Ce sont les témoignages des personnes à qui nous présentons Allaw qui nous font avancer. A ce sujet, je partage avec vous cette anecdote : un jour où je pitchais notre plateforme, une dame est venue vers moi en me disant qu’elle avait été victime de violences conjugales. Elle m’a expliqué que dans cette situation d’emprise, il était particulièrement difficile de sortir de son domicile, de passer la porte d’un avocat, et m’a avoué que cette plateforme-là lui aurait sans doute permis, de façon plus anonyme et discrète, d’entrer en contact avec un avocat. Cela a été un vrai déclic chez moi. On souhaite donc aujourd’hui rendre le droit accessible à tous mais en élargissant le spectre. Et plus largement, on veut établir des parcours guidés sur d’autres sujets. 

JSS : Quels sont les enjeux à se doter d’une raison d’être, a fortiori comme celle-ci ? 

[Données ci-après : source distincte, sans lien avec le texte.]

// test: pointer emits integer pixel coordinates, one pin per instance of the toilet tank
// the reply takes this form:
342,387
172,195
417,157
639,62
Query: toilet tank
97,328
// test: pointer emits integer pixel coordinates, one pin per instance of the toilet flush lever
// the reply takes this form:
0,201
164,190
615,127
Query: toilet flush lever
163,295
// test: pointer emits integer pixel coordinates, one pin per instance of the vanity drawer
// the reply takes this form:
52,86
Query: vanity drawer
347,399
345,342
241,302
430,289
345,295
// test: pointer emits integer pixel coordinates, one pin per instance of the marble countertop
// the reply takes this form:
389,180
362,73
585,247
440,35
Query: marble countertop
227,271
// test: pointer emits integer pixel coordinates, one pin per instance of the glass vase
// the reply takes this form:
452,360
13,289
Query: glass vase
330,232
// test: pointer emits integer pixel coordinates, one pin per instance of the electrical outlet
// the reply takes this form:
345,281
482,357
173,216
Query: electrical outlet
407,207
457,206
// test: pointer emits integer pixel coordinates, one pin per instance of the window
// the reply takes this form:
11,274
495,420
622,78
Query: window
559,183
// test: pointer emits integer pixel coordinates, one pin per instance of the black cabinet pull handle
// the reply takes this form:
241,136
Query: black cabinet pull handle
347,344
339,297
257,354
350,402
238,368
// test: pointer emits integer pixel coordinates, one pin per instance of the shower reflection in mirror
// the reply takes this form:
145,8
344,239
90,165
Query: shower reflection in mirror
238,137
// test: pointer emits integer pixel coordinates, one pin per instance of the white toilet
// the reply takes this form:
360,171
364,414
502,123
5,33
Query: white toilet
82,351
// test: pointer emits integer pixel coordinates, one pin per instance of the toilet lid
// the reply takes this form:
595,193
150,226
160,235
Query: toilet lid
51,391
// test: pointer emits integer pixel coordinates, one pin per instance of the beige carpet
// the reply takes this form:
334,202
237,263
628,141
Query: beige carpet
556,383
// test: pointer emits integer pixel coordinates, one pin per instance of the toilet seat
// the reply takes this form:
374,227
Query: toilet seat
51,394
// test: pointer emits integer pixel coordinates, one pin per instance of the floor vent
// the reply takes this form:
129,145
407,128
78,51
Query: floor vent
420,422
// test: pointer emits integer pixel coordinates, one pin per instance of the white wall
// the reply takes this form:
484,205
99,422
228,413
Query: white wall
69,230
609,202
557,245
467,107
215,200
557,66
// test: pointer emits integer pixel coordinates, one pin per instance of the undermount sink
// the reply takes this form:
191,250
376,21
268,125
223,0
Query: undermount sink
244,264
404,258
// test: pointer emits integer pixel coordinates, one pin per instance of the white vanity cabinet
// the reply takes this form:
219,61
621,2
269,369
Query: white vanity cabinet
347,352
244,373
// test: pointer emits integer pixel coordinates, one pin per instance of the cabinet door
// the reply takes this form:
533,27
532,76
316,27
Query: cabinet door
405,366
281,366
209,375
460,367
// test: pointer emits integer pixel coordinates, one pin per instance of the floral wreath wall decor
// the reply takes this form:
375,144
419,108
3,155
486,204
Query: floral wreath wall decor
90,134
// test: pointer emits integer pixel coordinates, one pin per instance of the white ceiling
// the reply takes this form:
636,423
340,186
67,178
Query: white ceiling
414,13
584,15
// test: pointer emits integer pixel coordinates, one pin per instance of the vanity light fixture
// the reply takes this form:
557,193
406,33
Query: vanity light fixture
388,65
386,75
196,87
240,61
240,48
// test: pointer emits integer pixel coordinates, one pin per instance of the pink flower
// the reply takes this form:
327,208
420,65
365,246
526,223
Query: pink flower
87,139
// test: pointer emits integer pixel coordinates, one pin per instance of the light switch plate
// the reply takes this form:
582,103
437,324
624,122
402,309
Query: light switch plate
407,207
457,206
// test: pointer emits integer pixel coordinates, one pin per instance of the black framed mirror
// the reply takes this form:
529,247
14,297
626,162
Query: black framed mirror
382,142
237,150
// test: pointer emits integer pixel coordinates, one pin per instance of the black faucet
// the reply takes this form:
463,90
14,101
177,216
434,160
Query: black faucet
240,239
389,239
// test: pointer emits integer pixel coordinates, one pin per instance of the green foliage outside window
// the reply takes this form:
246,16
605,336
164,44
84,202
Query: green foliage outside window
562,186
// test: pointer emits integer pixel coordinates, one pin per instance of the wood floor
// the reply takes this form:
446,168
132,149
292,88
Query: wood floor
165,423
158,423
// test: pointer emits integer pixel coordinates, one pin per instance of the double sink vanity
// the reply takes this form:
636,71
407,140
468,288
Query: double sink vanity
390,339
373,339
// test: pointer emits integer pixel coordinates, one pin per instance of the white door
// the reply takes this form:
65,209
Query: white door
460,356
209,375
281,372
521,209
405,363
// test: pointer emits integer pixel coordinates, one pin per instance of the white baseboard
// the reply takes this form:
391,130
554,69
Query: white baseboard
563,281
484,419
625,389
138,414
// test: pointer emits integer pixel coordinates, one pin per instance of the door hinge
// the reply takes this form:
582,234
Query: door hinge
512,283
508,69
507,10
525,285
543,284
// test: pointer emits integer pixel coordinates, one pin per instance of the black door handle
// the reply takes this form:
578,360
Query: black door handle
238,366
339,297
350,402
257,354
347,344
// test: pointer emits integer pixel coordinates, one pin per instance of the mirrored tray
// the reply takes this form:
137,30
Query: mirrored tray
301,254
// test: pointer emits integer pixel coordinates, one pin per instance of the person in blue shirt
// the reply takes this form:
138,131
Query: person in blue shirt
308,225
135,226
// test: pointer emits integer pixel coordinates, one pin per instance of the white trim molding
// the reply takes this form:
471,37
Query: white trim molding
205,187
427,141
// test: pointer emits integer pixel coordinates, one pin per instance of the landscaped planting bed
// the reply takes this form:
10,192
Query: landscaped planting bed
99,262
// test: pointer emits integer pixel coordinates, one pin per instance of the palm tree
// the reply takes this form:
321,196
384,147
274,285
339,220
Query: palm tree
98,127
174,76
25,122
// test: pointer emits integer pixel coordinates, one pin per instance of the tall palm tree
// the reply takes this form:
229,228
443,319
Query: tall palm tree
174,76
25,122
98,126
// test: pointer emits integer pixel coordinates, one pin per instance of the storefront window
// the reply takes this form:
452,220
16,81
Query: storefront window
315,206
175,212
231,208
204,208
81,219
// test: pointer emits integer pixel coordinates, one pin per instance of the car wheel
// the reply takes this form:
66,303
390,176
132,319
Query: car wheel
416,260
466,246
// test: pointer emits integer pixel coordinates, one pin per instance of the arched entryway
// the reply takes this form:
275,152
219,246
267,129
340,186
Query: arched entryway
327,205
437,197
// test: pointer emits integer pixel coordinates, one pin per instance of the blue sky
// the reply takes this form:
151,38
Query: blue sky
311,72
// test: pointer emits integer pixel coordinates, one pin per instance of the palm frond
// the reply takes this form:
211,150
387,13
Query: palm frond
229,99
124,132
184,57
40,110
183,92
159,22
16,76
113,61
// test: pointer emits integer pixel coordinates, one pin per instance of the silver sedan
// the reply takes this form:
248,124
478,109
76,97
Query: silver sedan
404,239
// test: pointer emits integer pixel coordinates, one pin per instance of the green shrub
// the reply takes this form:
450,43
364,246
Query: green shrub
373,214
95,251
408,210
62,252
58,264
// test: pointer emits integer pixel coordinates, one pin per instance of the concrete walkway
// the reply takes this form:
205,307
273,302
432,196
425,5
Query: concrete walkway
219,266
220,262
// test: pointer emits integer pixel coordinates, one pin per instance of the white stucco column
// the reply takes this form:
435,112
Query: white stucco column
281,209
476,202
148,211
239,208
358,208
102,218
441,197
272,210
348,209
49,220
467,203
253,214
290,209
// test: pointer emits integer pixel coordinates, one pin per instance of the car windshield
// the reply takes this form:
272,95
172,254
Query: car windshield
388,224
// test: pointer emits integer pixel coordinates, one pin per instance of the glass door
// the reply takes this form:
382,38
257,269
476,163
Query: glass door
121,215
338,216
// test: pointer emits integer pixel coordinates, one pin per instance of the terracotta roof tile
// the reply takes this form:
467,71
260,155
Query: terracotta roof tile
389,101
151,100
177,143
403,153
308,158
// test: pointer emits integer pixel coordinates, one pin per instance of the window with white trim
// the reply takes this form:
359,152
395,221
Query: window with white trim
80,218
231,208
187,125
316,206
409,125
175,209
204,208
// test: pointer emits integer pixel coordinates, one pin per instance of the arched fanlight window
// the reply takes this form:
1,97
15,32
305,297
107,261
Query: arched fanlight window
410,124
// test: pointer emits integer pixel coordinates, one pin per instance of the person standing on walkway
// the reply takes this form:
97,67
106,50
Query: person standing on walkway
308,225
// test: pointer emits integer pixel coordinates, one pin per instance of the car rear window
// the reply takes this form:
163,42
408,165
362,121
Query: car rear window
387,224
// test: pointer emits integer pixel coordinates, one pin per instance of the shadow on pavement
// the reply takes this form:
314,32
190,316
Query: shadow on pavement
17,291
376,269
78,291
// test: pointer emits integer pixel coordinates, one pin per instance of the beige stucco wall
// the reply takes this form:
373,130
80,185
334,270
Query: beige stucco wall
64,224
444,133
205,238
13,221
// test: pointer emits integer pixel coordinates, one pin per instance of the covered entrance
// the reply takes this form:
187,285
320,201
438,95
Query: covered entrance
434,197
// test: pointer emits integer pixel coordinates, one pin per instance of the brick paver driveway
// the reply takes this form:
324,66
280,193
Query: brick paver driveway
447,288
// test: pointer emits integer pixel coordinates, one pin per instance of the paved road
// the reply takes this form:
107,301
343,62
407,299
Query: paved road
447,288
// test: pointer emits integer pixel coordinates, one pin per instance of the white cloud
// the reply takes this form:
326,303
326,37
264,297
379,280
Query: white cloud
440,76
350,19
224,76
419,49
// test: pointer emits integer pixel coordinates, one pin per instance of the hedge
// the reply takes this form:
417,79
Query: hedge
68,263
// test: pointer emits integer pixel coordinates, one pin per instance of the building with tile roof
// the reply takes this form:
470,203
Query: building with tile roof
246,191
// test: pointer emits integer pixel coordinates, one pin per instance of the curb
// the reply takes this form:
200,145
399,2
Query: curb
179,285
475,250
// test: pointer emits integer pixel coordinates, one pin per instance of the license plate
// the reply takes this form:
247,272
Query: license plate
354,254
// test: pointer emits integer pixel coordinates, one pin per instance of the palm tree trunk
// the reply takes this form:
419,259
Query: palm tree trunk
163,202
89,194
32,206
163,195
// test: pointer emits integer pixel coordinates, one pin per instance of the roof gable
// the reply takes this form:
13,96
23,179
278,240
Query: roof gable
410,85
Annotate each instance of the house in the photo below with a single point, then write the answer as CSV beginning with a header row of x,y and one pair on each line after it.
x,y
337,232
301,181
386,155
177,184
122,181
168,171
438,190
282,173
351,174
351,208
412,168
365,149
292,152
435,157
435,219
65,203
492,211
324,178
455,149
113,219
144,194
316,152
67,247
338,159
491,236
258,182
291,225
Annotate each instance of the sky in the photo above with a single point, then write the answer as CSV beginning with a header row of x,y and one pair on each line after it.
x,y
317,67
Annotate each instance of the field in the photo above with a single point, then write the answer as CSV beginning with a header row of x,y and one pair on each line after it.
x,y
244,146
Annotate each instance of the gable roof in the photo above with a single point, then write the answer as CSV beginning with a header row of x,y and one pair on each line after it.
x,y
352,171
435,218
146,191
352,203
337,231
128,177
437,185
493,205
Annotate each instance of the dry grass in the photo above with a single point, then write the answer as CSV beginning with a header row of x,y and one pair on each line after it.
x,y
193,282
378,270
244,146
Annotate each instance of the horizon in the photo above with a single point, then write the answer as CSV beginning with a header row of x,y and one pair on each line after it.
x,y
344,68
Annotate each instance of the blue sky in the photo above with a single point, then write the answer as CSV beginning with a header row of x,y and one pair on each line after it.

L.S. : A partir du moment où on a posé les fondements de notre plateforme, on ne concevait pas de s’arrêter à un sujet de prise de rendez-vous et de CRM mais d’aller au bout de cette démarche. L’accès au droit, ce n’est pas juste un slogan marketing sur le papier pour faire « bien », c’est vraiment une philosophie et un sujet qui nous parlent et qui nous engagent. On est réalistes et on sait qu’on ne va pas résoudre tous les maux avec notre plateforme, évidemment, mais dès le départ, on s’est efforcés de mettre en place des actions concrètes, pour apporter, comme on le peut, notre pierre à l’édifice.